Support DISTINCT select on single field projection
Description
Activity
Yoann Rodière February 1, 2022 at 1:03 PM
I think this is now possible in recent versions of Elasticsearch, and it’s called “collapsing”:
Yoann Rodière May 25, 2020 at 4:40 PM
On a related note, if you can use Hibernate Search 6 aggregations to retrieve a list of the top N distinct terms of a given field for all matching documents.

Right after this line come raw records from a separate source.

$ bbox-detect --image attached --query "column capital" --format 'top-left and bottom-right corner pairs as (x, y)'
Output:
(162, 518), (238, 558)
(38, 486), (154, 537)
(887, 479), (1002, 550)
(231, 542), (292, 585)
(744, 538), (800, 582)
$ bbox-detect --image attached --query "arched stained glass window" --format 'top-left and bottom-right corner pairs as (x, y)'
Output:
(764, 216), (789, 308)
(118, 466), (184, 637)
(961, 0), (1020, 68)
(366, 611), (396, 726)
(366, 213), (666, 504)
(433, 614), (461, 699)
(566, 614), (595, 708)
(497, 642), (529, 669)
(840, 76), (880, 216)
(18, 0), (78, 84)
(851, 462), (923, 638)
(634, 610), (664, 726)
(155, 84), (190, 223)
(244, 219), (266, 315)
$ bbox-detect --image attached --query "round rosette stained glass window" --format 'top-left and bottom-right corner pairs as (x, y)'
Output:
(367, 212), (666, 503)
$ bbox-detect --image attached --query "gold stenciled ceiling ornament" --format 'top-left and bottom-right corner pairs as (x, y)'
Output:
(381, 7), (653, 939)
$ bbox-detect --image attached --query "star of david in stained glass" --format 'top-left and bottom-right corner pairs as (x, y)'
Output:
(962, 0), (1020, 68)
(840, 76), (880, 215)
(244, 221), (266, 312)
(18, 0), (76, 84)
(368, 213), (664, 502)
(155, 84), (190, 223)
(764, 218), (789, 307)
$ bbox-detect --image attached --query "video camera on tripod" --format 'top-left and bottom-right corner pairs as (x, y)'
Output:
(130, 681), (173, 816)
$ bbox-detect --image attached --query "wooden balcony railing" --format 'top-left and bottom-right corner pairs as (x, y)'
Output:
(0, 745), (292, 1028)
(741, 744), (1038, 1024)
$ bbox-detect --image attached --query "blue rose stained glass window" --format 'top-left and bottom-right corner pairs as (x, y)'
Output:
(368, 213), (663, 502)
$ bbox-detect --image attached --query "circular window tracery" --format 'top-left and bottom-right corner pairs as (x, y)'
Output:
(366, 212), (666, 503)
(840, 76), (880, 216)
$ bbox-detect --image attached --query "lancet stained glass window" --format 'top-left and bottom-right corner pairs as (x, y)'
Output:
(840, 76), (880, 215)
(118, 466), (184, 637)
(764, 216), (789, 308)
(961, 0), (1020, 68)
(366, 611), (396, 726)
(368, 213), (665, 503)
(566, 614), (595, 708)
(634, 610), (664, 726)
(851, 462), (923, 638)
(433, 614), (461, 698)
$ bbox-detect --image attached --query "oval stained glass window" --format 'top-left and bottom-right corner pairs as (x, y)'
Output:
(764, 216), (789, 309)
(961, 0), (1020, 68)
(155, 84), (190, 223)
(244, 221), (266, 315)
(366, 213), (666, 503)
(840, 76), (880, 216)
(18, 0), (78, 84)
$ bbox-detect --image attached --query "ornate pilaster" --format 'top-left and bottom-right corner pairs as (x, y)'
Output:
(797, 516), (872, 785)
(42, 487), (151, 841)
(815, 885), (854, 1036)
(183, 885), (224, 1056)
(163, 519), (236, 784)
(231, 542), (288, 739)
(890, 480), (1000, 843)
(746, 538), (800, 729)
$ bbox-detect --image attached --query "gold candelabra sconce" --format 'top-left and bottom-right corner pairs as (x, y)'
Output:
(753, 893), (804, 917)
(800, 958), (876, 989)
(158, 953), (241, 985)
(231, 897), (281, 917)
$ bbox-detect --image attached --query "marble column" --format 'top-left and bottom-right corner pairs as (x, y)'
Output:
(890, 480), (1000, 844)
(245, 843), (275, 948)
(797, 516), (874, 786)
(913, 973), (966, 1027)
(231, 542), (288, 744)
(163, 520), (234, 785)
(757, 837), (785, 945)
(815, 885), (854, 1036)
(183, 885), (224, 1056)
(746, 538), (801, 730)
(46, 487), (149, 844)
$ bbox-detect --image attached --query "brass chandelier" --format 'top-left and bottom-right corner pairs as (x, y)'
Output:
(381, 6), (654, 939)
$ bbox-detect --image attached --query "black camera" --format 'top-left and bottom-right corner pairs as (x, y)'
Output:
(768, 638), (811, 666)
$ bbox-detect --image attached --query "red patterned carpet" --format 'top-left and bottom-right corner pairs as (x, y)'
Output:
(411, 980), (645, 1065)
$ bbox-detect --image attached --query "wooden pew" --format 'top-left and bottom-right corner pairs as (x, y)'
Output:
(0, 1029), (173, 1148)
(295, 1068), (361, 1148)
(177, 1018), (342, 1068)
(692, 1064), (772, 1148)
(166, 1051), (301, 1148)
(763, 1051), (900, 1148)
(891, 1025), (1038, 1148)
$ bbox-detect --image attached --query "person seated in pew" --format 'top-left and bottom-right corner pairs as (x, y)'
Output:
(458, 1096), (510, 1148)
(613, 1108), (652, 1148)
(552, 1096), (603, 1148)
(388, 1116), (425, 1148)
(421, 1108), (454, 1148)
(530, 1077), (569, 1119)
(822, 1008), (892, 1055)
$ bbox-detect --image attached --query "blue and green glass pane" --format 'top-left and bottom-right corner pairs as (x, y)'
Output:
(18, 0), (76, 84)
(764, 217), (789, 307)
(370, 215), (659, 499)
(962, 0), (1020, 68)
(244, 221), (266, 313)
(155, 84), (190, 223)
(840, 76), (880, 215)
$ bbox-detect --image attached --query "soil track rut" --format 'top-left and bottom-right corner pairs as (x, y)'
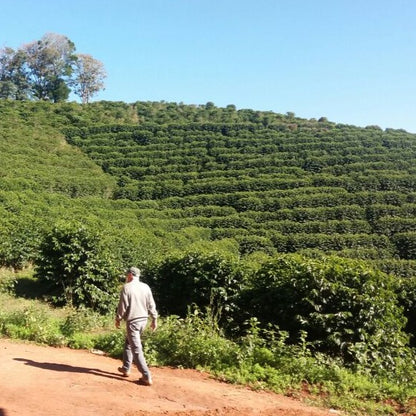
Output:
(0, 339), (339, 416)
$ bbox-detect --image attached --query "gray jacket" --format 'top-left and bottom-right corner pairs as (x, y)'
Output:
(116, 278), (157, 321)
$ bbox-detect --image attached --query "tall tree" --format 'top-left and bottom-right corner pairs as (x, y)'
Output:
(22, 33), (76, 102)
(72, 54), (107, 104)
(0, 47), (30, 100)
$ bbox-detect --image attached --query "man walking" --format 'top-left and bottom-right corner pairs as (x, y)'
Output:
(116, 267), (157, 386)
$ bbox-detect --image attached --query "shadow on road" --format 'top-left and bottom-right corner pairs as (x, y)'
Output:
(15, 358), (122, 382)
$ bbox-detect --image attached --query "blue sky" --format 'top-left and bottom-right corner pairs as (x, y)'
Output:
(0, 0), (416, 133)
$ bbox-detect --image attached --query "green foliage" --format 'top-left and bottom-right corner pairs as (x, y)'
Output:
(243, 256), (413, 372)
(152, 252), (244, 323)
(144, 308), (237, 368)
(35, 223), (117, 312)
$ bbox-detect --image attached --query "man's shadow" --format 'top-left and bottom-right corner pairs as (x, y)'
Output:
(14, 358), (128, 384)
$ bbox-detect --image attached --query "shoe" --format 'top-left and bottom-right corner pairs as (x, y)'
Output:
(138, 377), (153, 386)
(117, 367), (130, 377)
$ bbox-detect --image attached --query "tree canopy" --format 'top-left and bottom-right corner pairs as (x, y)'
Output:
(0, 33), (106, 103)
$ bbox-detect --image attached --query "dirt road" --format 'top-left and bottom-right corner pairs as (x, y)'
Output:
(0, 339), (340, 416)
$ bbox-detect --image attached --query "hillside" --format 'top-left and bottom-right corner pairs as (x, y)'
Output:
(0, 100), (416, 276)
(0, 100), (416, 414)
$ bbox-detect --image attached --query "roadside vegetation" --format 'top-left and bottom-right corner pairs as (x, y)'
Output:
(0, 99), (416, 415)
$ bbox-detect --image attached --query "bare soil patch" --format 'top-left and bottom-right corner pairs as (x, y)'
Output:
(0, 339), (339, 416)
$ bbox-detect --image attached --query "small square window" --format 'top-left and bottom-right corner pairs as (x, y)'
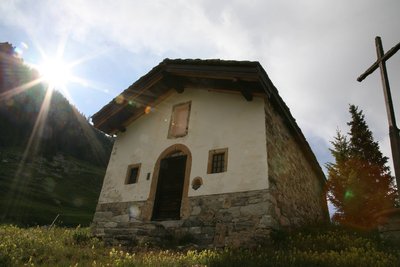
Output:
(125, 164), (141, 184)
(168, 102), (191, 138)
(207, 148), (228, 173)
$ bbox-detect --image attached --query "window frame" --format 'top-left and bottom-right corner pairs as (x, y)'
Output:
(125, 163), (142, 185)
(168, 101), (192, 139)
(207, 147), (228, 174)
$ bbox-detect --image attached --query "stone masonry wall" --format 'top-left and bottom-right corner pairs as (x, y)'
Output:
(265, 100), (328, 228)
(92, 190), (278, 247)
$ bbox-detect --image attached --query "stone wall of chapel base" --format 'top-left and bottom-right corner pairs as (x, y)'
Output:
(92, 190), (278, 247)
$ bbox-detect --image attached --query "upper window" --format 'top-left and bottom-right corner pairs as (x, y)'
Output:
(125, 163), (140, 184)
(207, 148), (228, 173)
(168, 102), (191, 138)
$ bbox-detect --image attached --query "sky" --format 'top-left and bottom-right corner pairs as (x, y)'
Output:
(0, 0), (400, 176)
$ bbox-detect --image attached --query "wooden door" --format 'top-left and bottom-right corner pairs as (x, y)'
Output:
(152, 155), (187, 221)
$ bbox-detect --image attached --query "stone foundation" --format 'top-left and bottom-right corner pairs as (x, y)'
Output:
(92, 190), (279, 247)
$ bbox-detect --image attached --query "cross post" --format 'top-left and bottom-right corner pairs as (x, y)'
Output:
(357, 36), (400, 189)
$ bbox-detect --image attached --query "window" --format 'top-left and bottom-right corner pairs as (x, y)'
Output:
(125, 163), (141, 184)
(207, 148), (228, 173)
(168, 102), (191, 138)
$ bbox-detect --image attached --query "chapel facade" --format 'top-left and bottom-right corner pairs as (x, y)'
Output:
(92, 59), (328, 246)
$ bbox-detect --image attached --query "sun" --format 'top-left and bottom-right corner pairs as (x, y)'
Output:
(38, 59), (72, 88)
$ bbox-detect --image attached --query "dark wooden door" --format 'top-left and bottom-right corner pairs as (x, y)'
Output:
(152, 156), (186, 221)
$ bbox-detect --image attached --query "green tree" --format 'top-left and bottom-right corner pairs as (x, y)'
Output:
(326, 105), (396, 228)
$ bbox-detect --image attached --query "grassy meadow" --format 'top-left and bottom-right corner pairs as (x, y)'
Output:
(0, 225), (400, 267)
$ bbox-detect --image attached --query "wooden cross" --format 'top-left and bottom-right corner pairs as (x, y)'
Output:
(357, 36), (400, 189)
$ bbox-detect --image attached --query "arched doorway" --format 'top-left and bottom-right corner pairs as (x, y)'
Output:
(151, 144), (192, 221)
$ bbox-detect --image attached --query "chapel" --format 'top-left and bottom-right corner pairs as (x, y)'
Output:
(92, 59), (329, 247)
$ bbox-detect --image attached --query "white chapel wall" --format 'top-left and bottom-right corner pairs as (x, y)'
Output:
(99, 88), (268, 203)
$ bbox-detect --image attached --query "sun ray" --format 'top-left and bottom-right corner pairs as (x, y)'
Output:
(3, 88), (53, 221)
(0, 78), (43, 101)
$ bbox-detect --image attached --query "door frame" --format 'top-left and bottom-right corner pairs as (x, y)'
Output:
(143, 144), (192, 221)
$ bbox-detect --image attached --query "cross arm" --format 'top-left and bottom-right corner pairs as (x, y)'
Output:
(357, 39), (400, 82)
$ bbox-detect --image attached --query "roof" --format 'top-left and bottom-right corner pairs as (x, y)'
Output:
(92, 59), (325, 183)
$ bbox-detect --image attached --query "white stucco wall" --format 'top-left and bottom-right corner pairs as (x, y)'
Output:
(99, 88), (268, 203)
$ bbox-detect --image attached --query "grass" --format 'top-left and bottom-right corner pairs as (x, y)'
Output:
(0, 149), (105, 226)
(0, 225), (400, 267)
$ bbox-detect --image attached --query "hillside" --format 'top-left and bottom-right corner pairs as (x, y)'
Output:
(0, 43), (112, 225)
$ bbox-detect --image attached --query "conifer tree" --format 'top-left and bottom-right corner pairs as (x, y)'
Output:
(326, 105), (395, 228)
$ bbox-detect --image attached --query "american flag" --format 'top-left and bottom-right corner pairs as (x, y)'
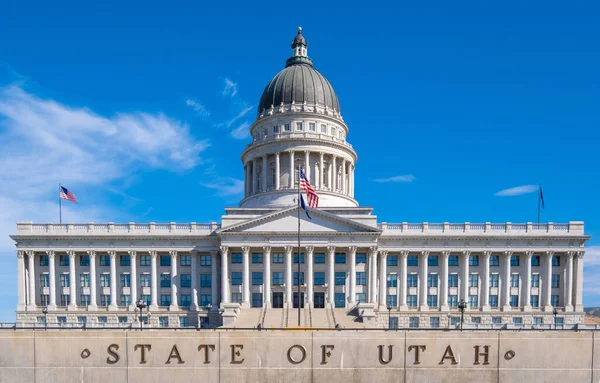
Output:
(60, 186), (77, 203)
(300, 168), (319, 208)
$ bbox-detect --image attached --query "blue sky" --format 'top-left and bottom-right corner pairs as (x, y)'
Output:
(0, 1), (600, 321)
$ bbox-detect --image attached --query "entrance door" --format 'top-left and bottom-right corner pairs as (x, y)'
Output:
(293, 293), (304, 309)
(314, 293), (325, 309)
(273, 293), (283, 309)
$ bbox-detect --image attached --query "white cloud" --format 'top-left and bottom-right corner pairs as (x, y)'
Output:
(185, 98), (210, 117)
(221, 78), (237, 97)
(494, 185), (539, 197)
(373, 174), (416, 183)
(231, 121), (250, 140)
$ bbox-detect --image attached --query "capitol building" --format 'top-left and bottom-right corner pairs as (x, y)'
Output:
(11, 29), (589, 328)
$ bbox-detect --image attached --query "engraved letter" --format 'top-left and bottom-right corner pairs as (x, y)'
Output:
(231, 344), (244, 364)
(408, 345), (427, 364)
(321, 344), (335, 364)
(165, 344), (185, 364)
(133, 344), (152, 364)
(439, 346), (458, 364)
(473, 345), (490, 364)
(198, 344), (215, 364)
(106, 343), (121, 364)
(288, 344), (306, 364)
(377, 344), (394, 364)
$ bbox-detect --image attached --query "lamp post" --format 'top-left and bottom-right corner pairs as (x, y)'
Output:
(135, 299), (150, 330)
(458, 299), (467, 331)
(42, 306), (47, 330)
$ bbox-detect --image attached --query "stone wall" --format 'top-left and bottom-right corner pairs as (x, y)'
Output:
(0, 329), (600, 383)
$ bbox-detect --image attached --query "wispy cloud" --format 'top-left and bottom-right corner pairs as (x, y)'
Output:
(231, 121), (250, 140)
(494, 185), (538, 197)
(373, 174), (416, 183)
(221, 78), (237, 97)
(185, 98), (210, 117)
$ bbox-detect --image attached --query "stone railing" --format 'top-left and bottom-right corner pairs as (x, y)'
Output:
(17, 222), (221, 235)
(378, 222), (583, 235)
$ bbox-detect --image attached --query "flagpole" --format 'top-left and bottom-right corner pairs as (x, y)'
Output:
(298, 163), (300, 326)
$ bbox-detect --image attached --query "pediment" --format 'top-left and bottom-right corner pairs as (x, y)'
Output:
(217, 207), (380, 234)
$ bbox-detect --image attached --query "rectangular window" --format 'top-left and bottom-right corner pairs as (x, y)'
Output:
(179, 294), (192, 307)
(273, 271), (284, 286)
(160, 255), (171, 266)
(59, 255), (69, 266)
(231, 272), (242, 286)
(335, 253), (346, 264)
(406, 255), (419, 266)
(469, 255), (479, 266)
(314, 271), (325, 286)
(200, 255), (212, 266)
(252, 293), (262, 307)
(179, 274), (192, 287)
(406, 274), (419, 287)
(427, 295), (437, 307)
(448, 295), (458, 307)
(200, 274), (212, 287)
(427, 255), (439, 266)
(121, 273), (131, 287)
(179, 255), (192, 266)
(140, 274), (152, 287)
(252, 271), (262, 286)
(427, 274), (438, 287)
(529, 295), (540, 307)
(490, 274), (500, 287)
(140, 255), (152, 266)
(510, 295), (519, 307)
(387, 274), (398, 287)
(448, 274), (458, 287)
(510, 255), (519, 266)
(356, 271), (367, 286)
(448, 255), (458, 266)
(469, 274), (479, 287)
(469, 295), (479, 307)
(385, 295), (398, 307)
(60, 274), (71, 287)
(356, 253), (367, 265)
(100, 255), (110, 266)
(294, 271), (304, 286)
(552, 274), (560, 289)
(160, 273), (171, 287)
(40, 255), (48, 266)
(406, 294), (417, 307)
(119, 255), (131, 266)
(121, 294), (131, 307)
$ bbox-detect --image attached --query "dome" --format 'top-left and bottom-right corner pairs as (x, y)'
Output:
(258, 28), (340, 115)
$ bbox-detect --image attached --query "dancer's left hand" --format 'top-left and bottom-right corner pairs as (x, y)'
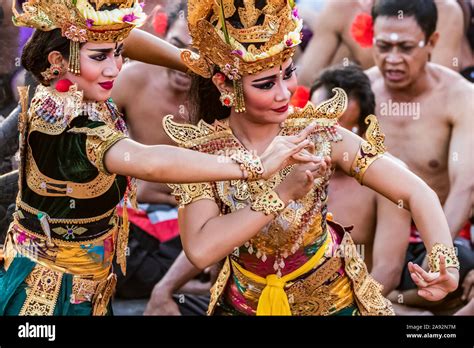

See here for an example.
That being said, you wouldn't get pagination.
Sanne Grinovero June 7, 2018 at 10:12 AM
It's not hard to do in Lucene - assuming the limitations I mentioned in the description: it has to be a projection on the terms only, and even then on a single field.
We can't possibly use this information as a filtering clause for other components, such as to select entities.
I don't know about Elasticsearch though - happy to postpone this.
Yoann Rodière June 7, 2018 at 6:36 AM
After looking into it a bit more, it doesn't seem to be possible in Elasticsearch... So I guess we will have a hard time doing it in Lucene too. See https://stackoverflow.com/questions/27776582/aggregation-sorting-pagination-in-elastic-search
Maybe the best solution would be to avoid the problem altogether, advising users querying index A that need a DISTINCT on some related entity B's ID to index that entity B instead, and to rely on nested fields for advanced predicates on entity A.
Yoann Rodière June 7, 2018 at 6:25 AM
Adding as a pre-requisite. To support DISTINCT properly together with limits and offsets (pagination), we need aggregation features in the backend.
This is an often requested feature, the information is in the index so we could expose it. I guess the hardest part of solving this issue is to propose a nice and simple API.